The good-to-excellent potential contribution of VFA to osteoporosis diagnosis when combined with history review is another interesting finding. VFA contribution was especially evident in men, where it increased detection by 48.7% (from 35.9 to 84.6%) when combined with history review. But even in women, combining VFA to history review increased detection of osteoporosis cases from 47.5% up to 75.4%, a 27.9% increase. In the present study, vertebral fractures were mostly prevalent in lower thoracic and upper lumbar vertebras, suggesting that fractures should be mainly searched at these sites. Using lateral thoracic X-ray as criterion standard, VFA has excellent sensitivity and specificity (92% and 99.9%, respectively) for the diagnosis of vertebral fractures [25], if excluding grade 1 deformities. In addition, VFA delivers significantly lower radiation doses (reported to be from 0.002 to about 0.05 mSv) compared to lateral thoracic and lumbar spine radiographs (0.6 mSv) [36]. When available VFA should, therefore, be part of osteoporosis screening in similar population.

Despite its limitation in frail older persons, DXA remained the best single test in women and thus in the overall population. Added to history review, it increased detection rate up to 69.8% (33.3% increase) in men and up to 93.2% (45.7% increase) in women. As the prevalence of degenerative disorders increases with age, lumbar spine BMD may be falsely high or reassuring in older people. Increase in lumbar spine BMD ranging from 7 to 16.6% has been in the presence of degenerative disorder [37,38,39,40]. For instance, in the OsteoLaus study, from 9.6 to 34.5% of the vertebrae were excluded from interpretation as proposed by ISCD guidelines, because their BMD was more than one SD different compared to the vertebrae immediately adjacent [23, 41].
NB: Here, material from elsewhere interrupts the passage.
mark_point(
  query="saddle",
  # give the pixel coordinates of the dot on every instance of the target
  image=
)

Finally, our study also illustrates the potential usefulness of mobile DXA machines installed in a van. Mobile DXA allowed screening patients in a convenient mode in a hospital where DXA is not easily available.

Several limitations of this study needs to be mentioned. First, only about half of all screened patients were enrolled, mostly because of an already known osteoporosis or limited life expectancy. Although some excluded patients might be more likely to suffer from osteoporosis (i.e., patients with limited life expectancy), others (i.e., N = 66 lacking DXA due to early discharge) might inversely have had a lower risk. Thus, overall effect on prevalence was likely small if any. Second, VFA was missing in some patients and could have altered results about this test. Finally, VFA was performed by an experienced physician and results from VFA performed by less experienced professionals might result in lower performance.
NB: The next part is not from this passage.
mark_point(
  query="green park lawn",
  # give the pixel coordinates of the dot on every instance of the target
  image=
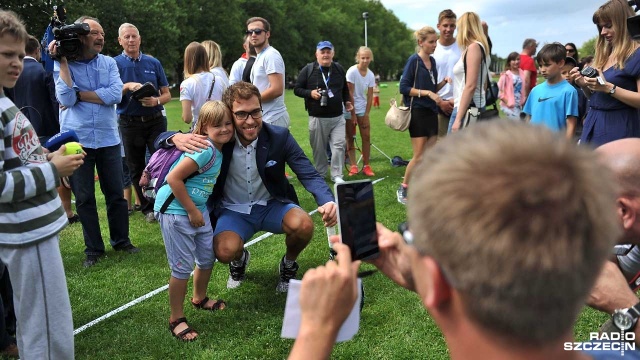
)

This study also has several strengths such as the inclusion of a substantial proportion of men, the inclusion of the simple and pragmatic approach in the diagnostic strategy with history review as a first step.

Conclusions

Prevalence of previously unknown osteoporosis appears very high in these elderly patients admitted to post-acute rehabilitation. The combination of history review of previous fractures with DXA in women and with VFA in men appears the best two-step strategy to improving detection of osteoporosis in this population. Further studies are necessary to validate this approach and to investigate the contribution of integrating additional tools such as the FRAX or the trabecular bone score (TBS) into osteoporosis screening among old–old patients.